Comedy relief

This article is about the term "comic relief". For the UK charity, see Comic Relief. For the American charity for the homeless, see Comic Relief USA. For the defunct comic book retailer, see Comic Relief (retailer).

Comic relief is the inclusion of a humorous character, scene or witty dialogue in an otherwise serious work, often to relieve tension.


Comic relief usually means a releasing of emotional or other tension resulting from a comic episode interposed in the midst of serious or tragic elements in a drama. Comic relief often takes the form of a bumbling, wisecracking sidekick of the hero or villain in a work of fiction. A sidekick used for comic relief will usually comment on the absurdity of the hero's situation and make comments that would be inappropriate for a character who is to be taken seriously. Other characters may use comic relief as a means to irritate others or keep themselves confident.


Sometimes comic relief characters will appear in fiction that is comic. This generally occurs when the work enters a dramatic moment, but the character continues to be comical regardless. Greek tragedy does not allow any comic relief.[1] Even the Elizabethan critic Sidney following Horace’s Ars Poetica pleaded for the exclusion of comic elements from a tragic drama. But in the Renaissance England Marlowe among the University Wits introduced comic relief through the presentation of crude scenes in Doctor Faustus following the native tradition of Interlude which was usually introduced between two tragic plays. In fact, in the classical tradition the mingling of the tragic and the comic was not allowed.


William Shakespeare deviated from the classical tradition and used comic relief in Hamlet, Macbeth, Othello, The Merchant of Venice and Romeo and Juliet. The Porter scene in Macbeth,[2] the grave-digger scene in Hamlet and the gulling of Roderigo provide immense comic relief. The mockery of the fool in King Lear may also be regarded as a comic relief.[3]

In popular culture the character of C-3PO, featured in all six Star Wars films, is also considered to be used as comic relief. He is often found criticizing the desperate situation the other characters find themselves in, or being rescued from predicaments by his counterpart R2-D2. Also Han Solo is considered the comic relief of the Star Wars universe.
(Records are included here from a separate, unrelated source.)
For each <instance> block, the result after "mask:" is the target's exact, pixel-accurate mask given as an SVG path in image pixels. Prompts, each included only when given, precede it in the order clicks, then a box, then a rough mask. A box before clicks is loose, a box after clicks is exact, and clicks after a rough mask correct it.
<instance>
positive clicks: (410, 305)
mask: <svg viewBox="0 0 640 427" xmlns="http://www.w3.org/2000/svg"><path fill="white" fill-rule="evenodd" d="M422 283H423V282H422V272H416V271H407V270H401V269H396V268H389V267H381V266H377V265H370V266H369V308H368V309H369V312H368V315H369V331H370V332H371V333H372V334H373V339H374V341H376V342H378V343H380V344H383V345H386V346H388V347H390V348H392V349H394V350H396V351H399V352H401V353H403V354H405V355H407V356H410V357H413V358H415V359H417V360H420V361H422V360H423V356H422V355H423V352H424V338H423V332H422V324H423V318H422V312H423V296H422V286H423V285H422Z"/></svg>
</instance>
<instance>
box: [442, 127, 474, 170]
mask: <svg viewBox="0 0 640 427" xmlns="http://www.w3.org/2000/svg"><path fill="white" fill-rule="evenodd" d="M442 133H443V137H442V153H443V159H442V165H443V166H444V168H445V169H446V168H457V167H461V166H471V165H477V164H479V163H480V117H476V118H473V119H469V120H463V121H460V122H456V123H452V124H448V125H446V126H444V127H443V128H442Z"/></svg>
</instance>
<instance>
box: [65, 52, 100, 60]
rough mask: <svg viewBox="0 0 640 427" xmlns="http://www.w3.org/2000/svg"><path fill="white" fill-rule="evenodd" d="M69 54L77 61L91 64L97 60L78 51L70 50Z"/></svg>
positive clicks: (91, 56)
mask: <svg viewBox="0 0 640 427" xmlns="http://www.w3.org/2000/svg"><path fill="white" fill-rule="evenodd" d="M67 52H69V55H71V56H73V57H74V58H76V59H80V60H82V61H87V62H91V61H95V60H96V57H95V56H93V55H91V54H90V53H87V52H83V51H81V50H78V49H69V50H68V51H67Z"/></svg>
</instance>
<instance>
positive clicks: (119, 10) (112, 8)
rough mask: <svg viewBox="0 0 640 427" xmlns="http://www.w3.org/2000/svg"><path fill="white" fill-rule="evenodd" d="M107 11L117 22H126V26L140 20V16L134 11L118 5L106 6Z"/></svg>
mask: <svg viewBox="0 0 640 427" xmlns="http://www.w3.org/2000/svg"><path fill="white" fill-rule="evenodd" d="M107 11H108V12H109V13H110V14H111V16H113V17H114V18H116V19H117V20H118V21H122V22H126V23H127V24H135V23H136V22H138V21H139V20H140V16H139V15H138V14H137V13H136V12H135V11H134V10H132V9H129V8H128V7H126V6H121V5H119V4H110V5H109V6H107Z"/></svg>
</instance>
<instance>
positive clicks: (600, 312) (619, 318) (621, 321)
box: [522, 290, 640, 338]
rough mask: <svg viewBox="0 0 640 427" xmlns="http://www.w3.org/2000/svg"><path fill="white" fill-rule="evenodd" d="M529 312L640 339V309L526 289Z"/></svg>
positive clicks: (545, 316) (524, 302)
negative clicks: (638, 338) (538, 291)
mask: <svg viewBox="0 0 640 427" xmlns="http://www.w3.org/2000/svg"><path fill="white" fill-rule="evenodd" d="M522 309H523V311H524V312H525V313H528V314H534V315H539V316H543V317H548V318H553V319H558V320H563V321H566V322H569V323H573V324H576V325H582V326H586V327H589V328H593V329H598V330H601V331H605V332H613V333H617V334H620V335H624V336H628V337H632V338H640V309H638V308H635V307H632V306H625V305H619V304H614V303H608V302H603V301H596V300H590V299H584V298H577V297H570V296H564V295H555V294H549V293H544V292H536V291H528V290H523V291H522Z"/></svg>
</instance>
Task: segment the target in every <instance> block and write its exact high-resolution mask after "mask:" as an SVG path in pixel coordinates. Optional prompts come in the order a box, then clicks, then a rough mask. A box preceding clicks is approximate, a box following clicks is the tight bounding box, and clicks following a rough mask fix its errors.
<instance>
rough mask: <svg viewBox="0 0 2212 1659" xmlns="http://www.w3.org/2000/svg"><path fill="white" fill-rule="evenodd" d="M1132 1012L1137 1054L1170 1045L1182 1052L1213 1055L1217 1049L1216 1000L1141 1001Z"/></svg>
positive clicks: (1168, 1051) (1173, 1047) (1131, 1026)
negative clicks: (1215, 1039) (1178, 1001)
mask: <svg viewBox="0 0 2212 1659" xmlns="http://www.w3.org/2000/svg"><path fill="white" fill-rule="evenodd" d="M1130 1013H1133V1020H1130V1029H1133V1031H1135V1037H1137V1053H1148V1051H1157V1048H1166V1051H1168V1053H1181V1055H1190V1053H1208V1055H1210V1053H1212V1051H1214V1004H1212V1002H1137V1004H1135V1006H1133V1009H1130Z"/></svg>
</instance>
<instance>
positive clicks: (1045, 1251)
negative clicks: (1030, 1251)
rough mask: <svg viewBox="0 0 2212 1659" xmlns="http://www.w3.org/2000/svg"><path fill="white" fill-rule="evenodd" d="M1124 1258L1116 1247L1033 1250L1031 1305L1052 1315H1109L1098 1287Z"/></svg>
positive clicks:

In Les Misérables, the song "Master of the House" relieves much of the sadness shown before it in the musical.

In the Mortal Kombat series, notably in Mortal Kombat (2011 video game), Johnny Cage is an actor who believed the Mortal Kombat tournament was a movie set, and often tried to impress Sonya Blade. Rain is also a joke character, since his attire is purple, and his name came from the Prince song Purple Rain.

In Gone With the Wind, after Scarlett has a fight with Ashley, she throws a dish at the wall. Rhett Butler sits up from his lying position on the couch, where, unknown to Scarlett, he was eavesdropping. He looks at the shattered dish and asks if the war has started.

Many of Akira Kurosawa's films had a comic relief character, most notably of which in the Seven Samurai, with Kikuchiyo the drunken warrior who claims to be 13 years old despite the obvious fact that he's too tall and has too much facial hair to be of that age.

The Power Rangers television series franchise features Bulk and Skull. They are classmates to Angel Grove High School's secret identities of the Power Rangers and sometimes bullies while also sometimes serving as assisting secondary characters.

Current hit TV series Pawn Stars has a store employee, Austin "Chumlee" Russell, who is affectionately called "our village idiot." He is a childlike bumbler who creates messes and can get away with making insulting but true remarks that would get many people fired. Chumlee is also somewhat of an idiot savant, ignorant of store antiques but expert in toys and tennis shoes. He also successfully aims and uses a handheld cannon to the surprise of his associates. Like a teenager, he sneaks off to the back storage room to bowl and swing a samurai sword, which damages the items. Spin-off TV show American Restoration also has a simpleton (folklore) employee Brettly, who often acts without thinking. He pays full price for a damaged car. He can break the things he is supposed to fix. The simplest chores are said to be "Brettly-proof."